Have you ever walked down a dark street at night or through moonlit woods and wondered, what if monsters, werewolves, or the Boogey Man are real? Do you know what the Boogey Man looks like? Ask ten people to describe the Boogey Man, and you’ll probably get ten very different descriptions. That’s the problem with BUNYIP too.
Aboriginal Australians have told stories for centuries of a monster, or devil, that lurks in the creeks, rivers, watering holes, and swamps and lunges out unexpectedly to snatch fishers, those fetching water or washing clothes, and especially children playing alone in the water. The creature has a terrible roar and ferocious claws, but the descriptions become confusing beyond that.
Some say that the Bunyip has flippers and whiskers like a sea lion. Others say the Bunyip has feathers and a head like a horse with a long neck and the body of an alligator. Some tell stories of a sea serpent with a serrated beak like a swordfish. Others say it looks more like a dog but as big as a buffalo, with long ears and shaggy black fur. Considering that Australia is the land of the duck-billed platypus and the hopping kangaroo, really anything is possible.
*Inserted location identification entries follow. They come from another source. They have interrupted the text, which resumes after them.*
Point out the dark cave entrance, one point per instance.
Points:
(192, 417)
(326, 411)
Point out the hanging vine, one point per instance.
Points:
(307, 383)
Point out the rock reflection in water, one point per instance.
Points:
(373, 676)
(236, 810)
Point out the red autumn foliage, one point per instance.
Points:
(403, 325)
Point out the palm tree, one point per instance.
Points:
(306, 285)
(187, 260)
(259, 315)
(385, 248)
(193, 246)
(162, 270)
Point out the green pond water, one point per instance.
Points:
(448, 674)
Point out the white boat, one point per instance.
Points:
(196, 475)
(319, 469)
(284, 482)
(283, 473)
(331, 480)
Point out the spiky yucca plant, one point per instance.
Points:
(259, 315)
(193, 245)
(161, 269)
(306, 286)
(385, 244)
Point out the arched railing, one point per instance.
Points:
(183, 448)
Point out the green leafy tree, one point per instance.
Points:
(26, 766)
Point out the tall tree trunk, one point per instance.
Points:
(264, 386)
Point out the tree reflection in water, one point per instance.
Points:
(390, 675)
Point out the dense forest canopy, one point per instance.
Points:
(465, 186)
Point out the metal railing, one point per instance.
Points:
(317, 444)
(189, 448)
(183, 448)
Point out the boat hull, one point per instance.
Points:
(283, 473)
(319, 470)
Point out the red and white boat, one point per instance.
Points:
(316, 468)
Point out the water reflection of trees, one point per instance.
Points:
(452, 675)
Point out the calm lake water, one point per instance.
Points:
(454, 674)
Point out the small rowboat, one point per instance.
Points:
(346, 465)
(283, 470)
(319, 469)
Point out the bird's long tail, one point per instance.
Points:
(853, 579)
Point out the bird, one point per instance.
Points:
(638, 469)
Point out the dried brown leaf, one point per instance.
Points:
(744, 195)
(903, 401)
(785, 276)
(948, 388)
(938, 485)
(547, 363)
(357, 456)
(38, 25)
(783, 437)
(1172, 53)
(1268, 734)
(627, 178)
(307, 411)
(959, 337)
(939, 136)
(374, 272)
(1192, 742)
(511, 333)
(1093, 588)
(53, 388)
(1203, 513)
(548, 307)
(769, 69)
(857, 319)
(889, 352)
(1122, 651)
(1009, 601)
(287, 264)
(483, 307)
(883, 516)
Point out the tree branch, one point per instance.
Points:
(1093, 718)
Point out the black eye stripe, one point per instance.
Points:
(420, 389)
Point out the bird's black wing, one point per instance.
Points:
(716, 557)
Since the stories of the Bunyip go so far back into ancient history, some scientists have speculated that the Aboriginal forefathers may have encountered prehistoric creatures that are now extinct. Others say the Bunyip is a spiritual concept, like an evil spirit. And still, others say the Bunyip is a story to scare children into being good or “the Bunyip will get ya!”
Our interpretation of BUNYIP was to put together several of these ideas to make a snarling, hairy, scary beastie with long ears, wild eyes, and pointy fangs in a gaping mouth. Pretty terrifying! With BUNYIP on your bracelet, you’ll enjoy delicious shivers of satisfying terror, and you’ll have inspiration for your next scary campfire story.